The undated rant illustrates what was, at the time, a behavior that - as designed - was likely to cause data loss. That’s the sort of thing @SpivR was talking about, and would require a real backup to restore.
If you need something more current, here’s a thread where people indicate that the problem in the “rant” is still an issue:
https://support.google.com/drive/thread/6112837?hl=en
Sure. The same is true with smartphones, though. Data loss is relatively rare. By that logic, iCloud backup seems pretty useless. I’ll just go disable it right now.
I don’t think the idea of backups is “falling away” - I think it pretty much never existed to begin with. Working with computers for 30-ish years, I don’t know hardly anybody who actually made backups. It’s not like everybody did it 30, 20, or 10 years ago, and now they’re not. They never did it.
The distinction, of course, is that now manufacturers are starting to develop methodologies whereby consumer data gets backed up without the consumers’ intervention (and sometimes, without their knowledge). It’s good progress.
But calling a cloud-based sync a backup is bad terminology at a minimum.
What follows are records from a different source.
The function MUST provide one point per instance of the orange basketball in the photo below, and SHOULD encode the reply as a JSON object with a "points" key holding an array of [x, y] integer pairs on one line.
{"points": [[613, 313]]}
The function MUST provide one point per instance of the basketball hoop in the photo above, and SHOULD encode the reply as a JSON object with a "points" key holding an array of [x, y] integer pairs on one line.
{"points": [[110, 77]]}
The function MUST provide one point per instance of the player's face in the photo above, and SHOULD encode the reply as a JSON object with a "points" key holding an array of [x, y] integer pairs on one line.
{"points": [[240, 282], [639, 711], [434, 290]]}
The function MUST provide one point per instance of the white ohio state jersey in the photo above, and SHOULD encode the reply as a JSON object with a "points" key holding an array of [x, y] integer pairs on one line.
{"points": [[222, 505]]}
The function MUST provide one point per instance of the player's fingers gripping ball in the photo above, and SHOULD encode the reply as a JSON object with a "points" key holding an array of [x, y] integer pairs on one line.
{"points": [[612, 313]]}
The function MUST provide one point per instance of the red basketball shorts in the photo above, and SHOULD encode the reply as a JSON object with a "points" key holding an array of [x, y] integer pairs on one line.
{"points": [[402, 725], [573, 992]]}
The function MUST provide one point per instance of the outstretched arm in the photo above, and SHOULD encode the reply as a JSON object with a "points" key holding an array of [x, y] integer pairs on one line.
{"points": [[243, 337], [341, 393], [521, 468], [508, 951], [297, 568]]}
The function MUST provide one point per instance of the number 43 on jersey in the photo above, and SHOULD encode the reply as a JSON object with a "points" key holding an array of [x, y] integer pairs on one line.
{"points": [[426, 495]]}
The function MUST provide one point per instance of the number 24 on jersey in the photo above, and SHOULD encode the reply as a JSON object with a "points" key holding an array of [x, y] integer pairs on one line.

The fact that Apple (hypothetically) has a backup drive in a data center somewhere where they could recover the 30 important photos, or the critical business documentation, or whatever that got torched due to a sync glitch, or user error, or whatever, doesn’t mean you’ll ever get your data back.
And that goes probably double or triple for Google, as their end-user support is (in my experience) is much sketchier than Apple’s.